Mobile phones buying guide
Choosing the right handset
Before you pick your phone, consider what you plan to use it for. There’s no point choosing the latest smartphone if you’re only going to call and text. If you are on the hunt for a high-end phone, remember to read the specifications to see how well it’s suited to your needs for things like photography, music, media, or gaming.
The operating system (OS) is the software that runs a smartphone. It defines how it works, the app store you have access to, and how it communicates with other devices. Each operating system allows you to customise your phone and personalise the layout so it appears how you want it to. Most phones use similar touch gestures and controls, so you’ll feel at ease whichever one you decide to choose.
If you already have a laptop or tablet, its OS can impact how easily the devices can be synced and work seamlessly together. Whether you’re a Windows or Mac user, each OS will have its own way of and limitations on interacting and synching with your phone.
When choosing an OS, you have two main options to consider, each with their own characteristics and advantages: Android is run by Google and is the most widespread operating system and iOS is exclusive to Apple iPhone.
Android is available across a variety of phones and brands, so you have more options when choosing the handset you want. Android phones are powerful, bright and clear. There are over a million apps available from Google Play, so you’re bound to find what you are looking for. If you own another Android device such as a tablet, you can instantly share your calendars, settings and apps, allowing them to work together seamlessly.
iOS is a stylish operating system that’s quick and easy to use. It works perfectly with other Apple devices, allowing you to easily share apps, music, photos and contacts between your iPhone, iPad, iMac or MacBook.
iOS can only be used on Apple products, so you’ll need to choose an iPhone. There are millions of apps available in the App Store, so you won’t run out of app options to choose from.
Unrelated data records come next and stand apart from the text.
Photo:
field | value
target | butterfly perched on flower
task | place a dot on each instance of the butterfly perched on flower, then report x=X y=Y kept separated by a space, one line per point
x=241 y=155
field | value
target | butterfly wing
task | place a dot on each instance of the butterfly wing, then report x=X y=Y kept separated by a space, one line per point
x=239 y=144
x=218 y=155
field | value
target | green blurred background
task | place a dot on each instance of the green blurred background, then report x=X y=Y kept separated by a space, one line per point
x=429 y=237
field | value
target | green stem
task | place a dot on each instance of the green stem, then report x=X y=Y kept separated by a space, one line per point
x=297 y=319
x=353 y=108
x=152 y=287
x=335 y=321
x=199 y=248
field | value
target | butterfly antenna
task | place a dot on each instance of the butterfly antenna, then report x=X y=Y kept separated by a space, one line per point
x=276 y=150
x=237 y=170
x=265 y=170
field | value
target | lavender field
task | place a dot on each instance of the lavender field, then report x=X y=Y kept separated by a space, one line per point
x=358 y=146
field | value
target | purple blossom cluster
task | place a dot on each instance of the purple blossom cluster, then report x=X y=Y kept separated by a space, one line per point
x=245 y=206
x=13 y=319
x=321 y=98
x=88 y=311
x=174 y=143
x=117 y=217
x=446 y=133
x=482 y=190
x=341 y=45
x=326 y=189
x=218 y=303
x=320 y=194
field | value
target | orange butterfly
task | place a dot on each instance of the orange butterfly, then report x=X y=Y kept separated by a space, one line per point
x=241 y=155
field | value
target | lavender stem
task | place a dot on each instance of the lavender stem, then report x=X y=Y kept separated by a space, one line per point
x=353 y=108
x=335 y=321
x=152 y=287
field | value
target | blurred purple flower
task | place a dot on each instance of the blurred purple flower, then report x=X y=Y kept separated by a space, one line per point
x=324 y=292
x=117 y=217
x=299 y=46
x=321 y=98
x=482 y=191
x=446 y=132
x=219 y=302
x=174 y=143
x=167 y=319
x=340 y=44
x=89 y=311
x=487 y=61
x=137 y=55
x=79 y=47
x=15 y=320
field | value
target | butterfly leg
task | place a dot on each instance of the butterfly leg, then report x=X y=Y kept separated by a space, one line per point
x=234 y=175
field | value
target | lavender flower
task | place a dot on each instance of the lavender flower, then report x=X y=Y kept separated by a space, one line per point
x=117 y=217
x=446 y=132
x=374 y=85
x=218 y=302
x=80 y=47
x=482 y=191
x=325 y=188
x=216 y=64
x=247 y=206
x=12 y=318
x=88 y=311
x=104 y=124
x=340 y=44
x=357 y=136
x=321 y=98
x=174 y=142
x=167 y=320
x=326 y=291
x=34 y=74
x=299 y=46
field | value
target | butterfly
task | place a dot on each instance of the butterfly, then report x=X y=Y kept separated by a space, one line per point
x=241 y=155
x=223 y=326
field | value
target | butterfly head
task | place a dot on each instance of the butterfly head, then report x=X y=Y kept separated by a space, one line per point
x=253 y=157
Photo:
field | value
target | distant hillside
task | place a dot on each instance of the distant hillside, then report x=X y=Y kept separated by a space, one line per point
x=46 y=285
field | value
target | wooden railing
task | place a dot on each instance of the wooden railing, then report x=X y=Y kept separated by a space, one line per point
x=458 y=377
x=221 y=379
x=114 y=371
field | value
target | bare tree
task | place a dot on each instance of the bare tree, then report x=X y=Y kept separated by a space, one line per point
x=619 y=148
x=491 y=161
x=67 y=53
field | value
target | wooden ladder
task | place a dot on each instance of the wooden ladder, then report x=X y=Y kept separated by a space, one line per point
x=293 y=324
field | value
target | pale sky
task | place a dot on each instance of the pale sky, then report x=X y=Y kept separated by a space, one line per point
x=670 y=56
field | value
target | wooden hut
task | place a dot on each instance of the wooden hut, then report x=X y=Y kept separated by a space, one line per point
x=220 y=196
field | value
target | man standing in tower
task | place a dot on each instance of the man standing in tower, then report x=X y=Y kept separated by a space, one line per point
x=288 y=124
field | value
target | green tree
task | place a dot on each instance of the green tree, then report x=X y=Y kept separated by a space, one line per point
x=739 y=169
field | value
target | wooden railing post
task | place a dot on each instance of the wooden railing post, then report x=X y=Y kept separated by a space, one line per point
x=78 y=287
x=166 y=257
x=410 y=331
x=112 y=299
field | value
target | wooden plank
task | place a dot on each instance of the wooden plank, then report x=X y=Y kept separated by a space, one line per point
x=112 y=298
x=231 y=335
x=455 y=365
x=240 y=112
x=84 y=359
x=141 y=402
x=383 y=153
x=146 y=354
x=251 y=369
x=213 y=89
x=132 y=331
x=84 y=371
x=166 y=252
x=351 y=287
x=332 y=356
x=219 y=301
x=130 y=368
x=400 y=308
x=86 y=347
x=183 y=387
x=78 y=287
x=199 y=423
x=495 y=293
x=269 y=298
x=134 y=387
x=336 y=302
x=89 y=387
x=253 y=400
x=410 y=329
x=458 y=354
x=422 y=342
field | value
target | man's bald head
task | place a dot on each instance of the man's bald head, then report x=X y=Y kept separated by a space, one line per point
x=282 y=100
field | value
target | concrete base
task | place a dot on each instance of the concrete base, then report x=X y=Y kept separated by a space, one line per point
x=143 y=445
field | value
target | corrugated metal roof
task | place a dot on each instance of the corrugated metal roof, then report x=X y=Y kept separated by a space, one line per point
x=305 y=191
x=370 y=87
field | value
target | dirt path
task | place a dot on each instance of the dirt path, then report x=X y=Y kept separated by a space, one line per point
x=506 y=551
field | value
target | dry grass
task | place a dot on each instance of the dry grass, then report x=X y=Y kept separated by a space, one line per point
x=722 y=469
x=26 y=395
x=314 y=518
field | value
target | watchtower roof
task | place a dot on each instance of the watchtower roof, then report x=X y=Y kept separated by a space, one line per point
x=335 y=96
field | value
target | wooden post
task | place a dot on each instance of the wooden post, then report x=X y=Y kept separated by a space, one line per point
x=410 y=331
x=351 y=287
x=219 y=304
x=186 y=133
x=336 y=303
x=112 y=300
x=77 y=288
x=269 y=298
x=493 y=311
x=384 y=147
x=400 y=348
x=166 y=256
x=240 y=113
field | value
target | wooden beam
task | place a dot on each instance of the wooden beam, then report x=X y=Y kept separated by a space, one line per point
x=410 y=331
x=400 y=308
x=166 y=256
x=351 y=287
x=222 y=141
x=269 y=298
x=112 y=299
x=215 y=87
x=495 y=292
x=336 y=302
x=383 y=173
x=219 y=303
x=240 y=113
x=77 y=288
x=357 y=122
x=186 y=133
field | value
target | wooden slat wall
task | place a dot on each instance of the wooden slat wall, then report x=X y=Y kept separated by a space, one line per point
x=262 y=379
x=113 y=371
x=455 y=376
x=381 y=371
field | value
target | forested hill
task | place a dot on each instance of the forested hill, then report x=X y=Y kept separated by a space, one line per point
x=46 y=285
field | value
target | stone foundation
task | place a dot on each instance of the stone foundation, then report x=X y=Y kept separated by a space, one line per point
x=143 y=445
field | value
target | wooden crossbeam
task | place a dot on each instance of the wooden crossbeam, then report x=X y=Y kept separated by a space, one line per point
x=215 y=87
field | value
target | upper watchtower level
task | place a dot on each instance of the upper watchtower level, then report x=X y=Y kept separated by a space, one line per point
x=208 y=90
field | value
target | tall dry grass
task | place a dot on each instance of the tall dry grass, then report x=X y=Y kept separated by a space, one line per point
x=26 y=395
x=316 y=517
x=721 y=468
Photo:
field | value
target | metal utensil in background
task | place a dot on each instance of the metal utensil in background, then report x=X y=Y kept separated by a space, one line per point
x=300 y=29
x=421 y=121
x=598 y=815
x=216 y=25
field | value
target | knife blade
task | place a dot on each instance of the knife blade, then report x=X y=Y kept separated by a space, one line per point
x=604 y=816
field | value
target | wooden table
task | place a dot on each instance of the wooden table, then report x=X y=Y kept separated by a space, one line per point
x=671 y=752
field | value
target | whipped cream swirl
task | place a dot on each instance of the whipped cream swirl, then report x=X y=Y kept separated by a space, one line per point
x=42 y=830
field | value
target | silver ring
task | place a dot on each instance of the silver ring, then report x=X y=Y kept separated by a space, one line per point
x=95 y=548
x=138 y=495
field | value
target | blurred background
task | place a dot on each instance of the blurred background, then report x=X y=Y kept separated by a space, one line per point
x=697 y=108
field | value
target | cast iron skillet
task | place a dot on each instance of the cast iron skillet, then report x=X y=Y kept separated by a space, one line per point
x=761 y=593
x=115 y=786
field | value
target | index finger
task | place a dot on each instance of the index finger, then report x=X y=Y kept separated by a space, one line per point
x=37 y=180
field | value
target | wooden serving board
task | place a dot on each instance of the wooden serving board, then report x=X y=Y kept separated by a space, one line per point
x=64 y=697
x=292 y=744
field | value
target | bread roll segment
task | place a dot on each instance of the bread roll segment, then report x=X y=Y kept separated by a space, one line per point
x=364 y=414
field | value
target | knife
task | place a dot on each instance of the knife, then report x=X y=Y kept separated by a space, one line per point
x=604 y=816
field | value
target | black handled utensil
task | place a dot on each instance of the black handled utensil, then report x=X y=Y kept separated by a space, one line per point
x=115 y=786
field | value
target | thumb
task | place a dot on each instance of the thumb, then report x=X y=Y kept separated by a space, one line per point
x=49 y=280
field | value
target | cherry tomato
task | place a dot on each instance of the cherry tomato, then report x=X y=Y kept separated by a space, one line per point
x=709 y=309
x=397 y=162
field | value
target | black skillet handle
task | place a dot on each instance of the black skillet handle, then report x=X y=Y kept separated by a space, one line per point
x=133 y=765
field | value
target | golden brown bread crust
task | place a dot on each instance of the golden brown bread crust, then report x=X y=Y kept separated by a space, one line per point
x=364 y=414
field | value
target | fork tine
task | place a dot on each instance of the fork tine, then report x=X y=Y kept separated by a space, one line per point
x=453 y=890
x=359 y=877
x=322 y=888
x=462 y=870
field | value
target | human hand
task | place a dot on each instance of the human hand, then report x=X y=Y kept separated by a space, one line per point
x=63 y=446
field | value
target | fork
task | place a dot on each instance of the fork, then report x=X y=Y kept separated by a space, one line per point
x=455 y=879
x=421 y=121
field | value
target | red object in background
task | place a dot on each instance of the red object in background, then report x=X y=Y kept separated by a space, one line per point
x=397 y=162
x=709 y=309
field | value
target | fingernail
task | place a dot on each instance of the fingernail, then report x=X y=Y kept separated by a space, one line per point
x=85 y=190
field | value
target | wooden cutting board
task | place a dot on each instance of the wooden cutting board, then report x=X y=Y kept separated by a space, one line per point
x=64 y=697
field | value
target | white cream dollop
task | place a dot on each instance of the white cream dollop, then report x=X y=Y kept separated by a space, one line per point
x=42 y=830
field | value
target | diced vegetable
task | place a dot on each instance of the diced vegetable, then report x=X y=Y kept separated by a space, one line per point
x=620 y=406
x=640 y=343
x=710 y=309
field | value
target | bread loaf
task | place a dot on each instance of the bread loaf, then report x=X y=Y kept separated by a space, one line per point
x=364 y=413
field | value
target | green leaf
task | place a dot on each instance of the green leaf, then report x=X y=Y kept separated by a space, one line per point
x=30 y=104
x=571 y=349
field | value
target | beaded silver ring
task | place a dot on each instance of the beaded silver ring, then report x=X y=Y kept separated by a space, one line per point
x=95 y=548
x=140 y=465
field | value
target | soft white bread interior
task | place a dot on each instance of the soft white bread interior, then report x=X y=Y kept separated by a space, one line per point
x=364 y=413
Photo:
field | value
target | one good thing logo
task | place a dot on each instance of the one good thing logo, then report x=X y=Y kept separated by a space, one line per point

A mobile phone’s screen size determines its overall size and dimensions, and the quality of the image it displays. Phones come in an increasingly diverse range of screen sizes, so when choosing the right one, consider how and what you’ll use it for. If you want to stay entertained or need to do work whilst on the go, a big screen for watching movies, gaming, or viewing documents will suit you best. However, larger touchscreens mean bigger phones - these can be more difficult to use single-handedly or carry in your pocket.
The latest smartphones are usually equipped to handle a 5G connection, but some handsets may only connect to 4G. Find out whether a phone supports 4G and/or 5G in the specification section of the product page. Remember, 5G doesn’t cover the whole country - you’ll be more likely to pick up a stronger 5G signal in larger towns and cities, although 5G coverage continues to expand.
If you’re on a 5G connection, you can expect faster downloads, less buffering time when streaming, and faster webpage loading times.
Mobile phones come with a range of storage sizes. This refers to how much space there is to save content such as apps, games, photos and music. A smartphone’s operating system can consume around 4 GB of space, so if you order a 16 GB capacity phone, you may actually get around 12 GB of usable storage. However, there are many ways to keep your handset content to minimum, including using music streaming services, cloud storage or microSD cards (be sure to check the product specifications to verify if the phone has one).
The processor is the ‘brain’ that runs your smartphone: a larger processor means a smoother user experience and less lag. If you’re only planning to use Facebook and Twitter you probably won’t need a large processor, but if you like to download blockbuster games or multitask between apps, consider higher processing speeds. Processor size can be easily determined by number of cores (how many computer parts it has) - demanding users may prefer an octa-core processor or larger, while a dual or quad-core processor may suit casual users.
It’s a common myth that more megapixels means a better camera. Megapixels relate to the resolution of the picture, which means the level of detail and how large it can be reproduced without losing quality. For everyday use, such as holiday pictures and social media uploads, 5-8 megapixels is usually enough. More megapixels can capture extra detail and suit making large copies, but it’s better to read about individual camera features rather than relying on megapixels alone.
Smartphones come in a range of sizes, and larger ones are better for watching YouTube or Netflix. A lot of manufacturers now make phones with 6-inch or larger displays. It’s also worth looking at the screen quality, as HD or 4K displays offer a much sharper picture.
SIM free phones
A SIM free phone is a simple option which provides you with a handset and nothing else.
SIM free mobile phone means you’re buying nothing but the handset. There’s no contract, no SIM card and the phone is not locked to any particular network.
SIM free phones give you flexibility. You can buy the handset you want, when you want it. With no contract to sign, you’re not tied into a long commitment when you purchase the phone. You can upgrade it whenever you like, so you can always have the latest tech. SIM-free phones come completely unlocked, allowing you to choose the network and SIM card you prefer.